Wohnmobiltour zu den großartigsten Tierparks Afrikas


Diese Reise durchs Südliche Afrika führt Sie durch die spektakulären Landschaften und fantastischen Naturparks des Schwarzen Kontinents. Erleben Sie in freier Wildbahn: Elefanten, Nashörner, Flusspferde, Antilopen, Zebras, Löwen, Giraffen, Affen und viele andere Tiere. Vielfarbig und lebensfroh präsentieren sich die unterschiedlichen Kulturen der Völker Schwarzafrikas. Dieses Land wird auch Sie in seinen Bann ziehen und lässt Ihr Herz für diesen einzigartigen Kontinent schlagen. Die Reise beginnt in Johannesburg, der Wirtschaftsmetropole Südafrikas, mit reichen Gold- und Diamantenminen.

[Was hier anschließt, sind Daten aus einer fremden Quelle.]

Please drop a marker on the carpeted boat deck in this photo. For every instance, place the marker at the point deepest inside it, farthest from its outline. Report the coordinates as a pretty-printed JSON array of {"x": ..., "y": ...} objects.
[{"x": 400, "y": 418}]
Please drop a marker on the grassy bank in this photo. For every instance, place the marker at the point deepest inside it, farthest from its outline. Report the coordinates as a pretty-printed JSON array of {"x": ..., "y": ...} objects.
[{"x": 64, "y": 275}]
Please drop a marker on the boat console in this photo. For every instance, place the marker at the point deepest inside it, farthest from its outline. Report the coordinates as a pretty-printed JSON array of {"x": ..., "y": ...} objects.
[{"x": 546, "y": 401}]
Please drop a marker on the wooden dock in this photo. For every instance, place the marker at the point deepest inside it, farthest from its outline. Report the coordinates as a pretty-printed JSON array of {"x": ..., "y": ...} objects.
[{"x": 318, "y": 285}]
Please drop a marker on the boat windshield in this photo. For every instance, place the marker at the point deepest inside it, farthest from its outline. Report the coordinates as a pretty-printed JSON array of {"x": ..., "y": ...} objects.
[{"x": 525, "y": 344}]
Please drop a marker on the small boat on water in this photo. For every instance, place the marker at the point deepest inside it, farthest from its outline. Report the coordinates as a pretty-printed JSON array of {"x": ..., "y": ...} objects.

Über das spektakuläre Hochland geht es hinunter auf Pirschfahrt durch den weltberühmten Krügerpark. Abstecher nach Simbabwe zu den mächtigen Viktoriafällen. Ursprüngliches Afrika in Botswana mit dem Chobe Nationalpark, Okavango Delta und riesiger Salzpfanne in der Kalahari. Wir fahren durch Namibia, das ehemalige Deutsch-Südwestafrika, mit dem berühmten Etosha Nationalpark und den roten Dünen der Namibwüste. Wir kommen nach Kapstadt, eine der schönsten Metropolen der Erde. Vom Kapder Guten Hoffnung fahren wir auf der Garden Route am Indischen Ozean entlang. Hier erwarten uns traumhafte Strände.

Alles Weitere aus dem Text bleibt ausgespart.